Music 51 is, of necessity, a very difficult and technical course which must supply not only the materials necessary for harmonic analysis, but also a solid technical background for the future composer. There is a large amount of mechanical exercises and memorization; "real" music is used for the most part in an illustrative capacity rather than as an object of study itself. A year of Music 51 is often more than enough to persuade a student against music as a field of concentration.
Music as a Science
The criticism intended is not of Music 51 as a course so much as of its position in the concentration program. Members of the department look upon the harmony courses as a necessary evil, comparing them with the equally distasteful elementary science courses. This comparison betrays the inclination so prevalent at Harvard to approach music in a scientific manner. This may be the soundest method in the long view, but pedagogically, it is rather more doubtful. After a year of music study essentially divorced from music itself, the student may become disillusioned with music as a formal study. The technical approach, through Music 51, tends toward a kind of dehumanization of music, reducing it in the eyes of the student to a study of rules and observation, of when they are applied, and when broken.
Unpopular Theory Courses
The alternative to this approach is not necessarily the "raised eyebrows, cryptic comment, and other signs of understanding too occult for syntax" school of criticism. But the Department can, without lowering its commendable standards, re-examine the undergraduate theory courses in which concentrators complain that there are too many detailed exercises intended as a discipline for composers. And although popularity is not always a proper criterion of a good course, consistent unpopularity often indicates a basic defect; when this popularity comes from those most interested in a subject as music majors are, it should be noted and acted upon. Now that Music 1 is no longer the introductory course, Music 51, if it is to remain in its primary position, should be tempered often with the reminder that music is not identical with harmonic rules, but that it is, after all, an art which is, in many aspects, irrational.
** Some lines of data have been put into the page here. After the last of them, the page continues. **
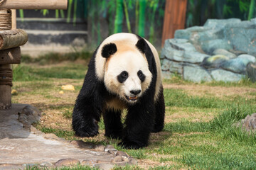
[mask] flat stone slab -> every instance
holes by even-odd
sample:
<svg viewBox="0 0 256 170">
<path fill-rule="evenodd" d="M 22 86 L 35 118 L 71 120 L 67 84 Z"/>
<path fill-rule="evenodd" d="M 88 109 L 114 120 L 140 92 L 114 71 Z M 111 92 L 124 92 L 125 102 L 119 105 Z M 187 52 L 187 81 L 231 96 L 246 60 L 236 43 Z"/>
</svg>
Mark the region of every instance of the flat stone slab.
<svg viewBox="0 0 256 170">
<path fill-rule="evenodd" d="M 67 141 L 53 134 L 44 134 L 33 126 L 27 128 L 27 125 L 18 120 L 21 114 L 18 113 L 26 106 L 13 104 L 11 109 L 0 110 L 0 169 L 21 169 L 33 164 L 41 167 L 75 165 L 85 160 L 91 162 L 86 164 L 90 166 L 97 163 L 115 164 L 113 160 L 118 155 L 114 149 L 110 152 L 104 146 Z M 102 147 L 99 151 L 97 148 Z M 134 162 L 132 157 L 127 157 L 128 159 L 124 159 L 125 162 L 123 161 L 122 164 Z"/>
</svg>

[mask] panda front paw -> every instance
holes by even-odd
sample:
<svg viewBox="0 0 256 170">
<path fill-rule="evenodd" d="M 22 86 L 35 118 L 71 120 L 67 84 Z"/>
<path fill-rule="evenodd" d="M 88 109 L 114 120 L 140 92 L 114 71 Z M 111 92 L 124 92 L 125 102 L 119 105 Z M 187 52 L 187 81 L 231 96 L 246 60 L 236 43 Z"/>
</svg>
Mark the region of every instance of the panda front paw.
<svg viewBox="0 0 256 170">
<path fill-rule="evenodd" d="M 118 144 L 118 145 L 121 146 L 124 149 L 138 149 L 146 146 L 146 144 L 138 144 L 135 142 L 131 141 L 122 141 Z"/>
<path fill-rule="evenodd" d="M 94 137 L 99 134 L 99 126 L 96 121 L 84 123 L 81 128 L 75 130 L 75 135 L 78 137 Z"/>
</svg>

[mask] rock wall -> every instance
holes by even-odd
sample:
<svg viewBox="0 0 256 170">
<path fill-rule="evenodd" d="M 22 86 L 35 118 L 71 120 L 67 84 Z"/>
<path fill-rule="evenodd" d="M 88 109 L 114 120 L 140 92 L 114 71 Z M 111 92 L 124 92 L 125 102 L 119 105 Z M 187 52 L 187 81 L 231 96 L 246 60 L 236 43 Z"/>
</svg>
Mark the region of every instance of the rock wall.
<svg viewBox="0 0 256 170">
<path fill-rule="evenodd" d="M 256 18 L 209 19 L 203 26 L 178 30 L 160 56 L 164 77 L 195 82 L 256 79 Z"/>
</svg>

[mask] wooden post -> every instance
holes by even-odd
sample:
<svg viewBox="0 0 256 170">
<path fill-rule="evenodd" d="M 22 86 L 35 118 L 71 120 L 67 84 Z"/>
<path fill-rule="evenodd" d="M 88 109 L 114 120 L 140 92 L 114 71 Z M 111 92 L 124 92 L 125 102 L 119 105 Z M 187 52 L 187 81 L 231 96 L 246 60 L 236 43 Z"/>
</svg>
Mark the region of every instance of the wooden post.
<svg viewBox="0 0 256 170">
<path fill-rule="evenodd" d="M 12 70 L 11 64 L 21 62 L 20 45 L 28 35 L 16 29 L 16 10 L 66 9 L 68 0 L 0 0 L 0 109 L 11 107 Z"/>
<path fill-rule="evenodd" d="M 166 39 L 174 38 L 176 30 L 184 29 L 187 0 L 166 0 L 161 46 Z"/>
</svg>

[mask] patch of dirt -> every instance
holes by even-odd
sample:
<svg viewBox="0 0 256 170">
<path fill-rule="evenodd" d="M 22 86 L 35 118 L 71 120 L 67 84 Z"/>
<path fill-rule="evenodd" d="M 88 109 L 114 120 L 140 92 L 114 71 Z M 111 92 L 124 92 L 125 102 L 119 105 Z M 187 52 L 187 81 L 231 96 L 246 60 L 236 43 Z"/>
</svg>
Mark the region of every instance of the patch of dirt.
<svg viewBox="0 0 256 170">
<path fill-rule="evenodd" d="M 215 97 L 225 97 L 230 96 L 250 96 L 249 93 L 256 93 L 256 89 L 248 87 L 220 87 L 209 86 L 198 84 L 164 84 L 164 89 L 181 89 L 192 96 L 205 96 L 206 94 Z M 255 98 L 255 96 L 251 97 Z"/>
</svg>

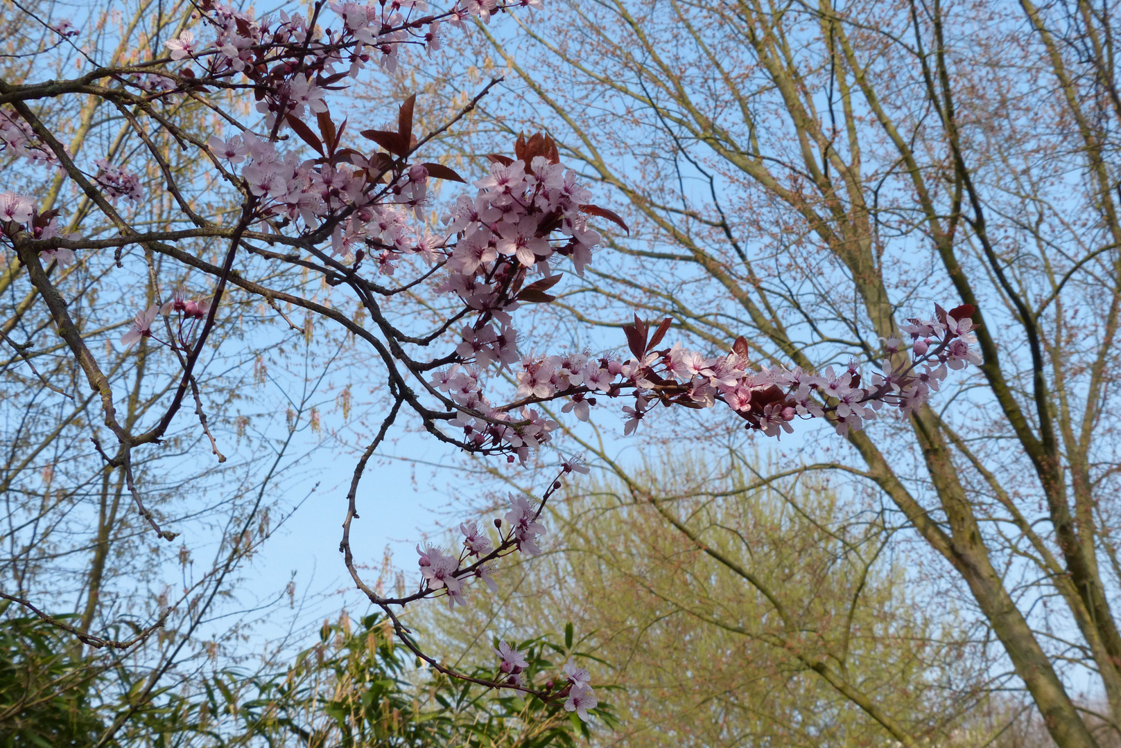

The non-concentrator is really the step-child of the music department. An effort to alleviate somewhat the dearth of courses available to him is a projected course in music theory, Music 2, which the department will offer next year without pre-requisite. While this is an excellent addition to the catalogue, it does not begin to compensate for the fact that there is no consistent policy with regard to middle-group courses open to the general student. For the past few years, this has meant that there are no such courses. This spring, Assistant Professor Sapp is giving one, and it has attracted about five times as many students as used to be normal for such a course, despite the fact that it is given at a very crowded and popular hour. This should remove all doubt that there is a desire and a need for more courses of this type. The students should not have to wait another four years for the next.
The Music Department has stated that it wants to give more such courses, but that it is unable to do so because of obligations to graduate students, concentrators, and Music 1. It might be observed that several years ago, when there were also graduate students, concentrators, and Music 1, middle-group courses for the general student were given regularly. The fact that non-concentrators are not dependent solely on music courses does not remove the obligations of the Department to them and to the College.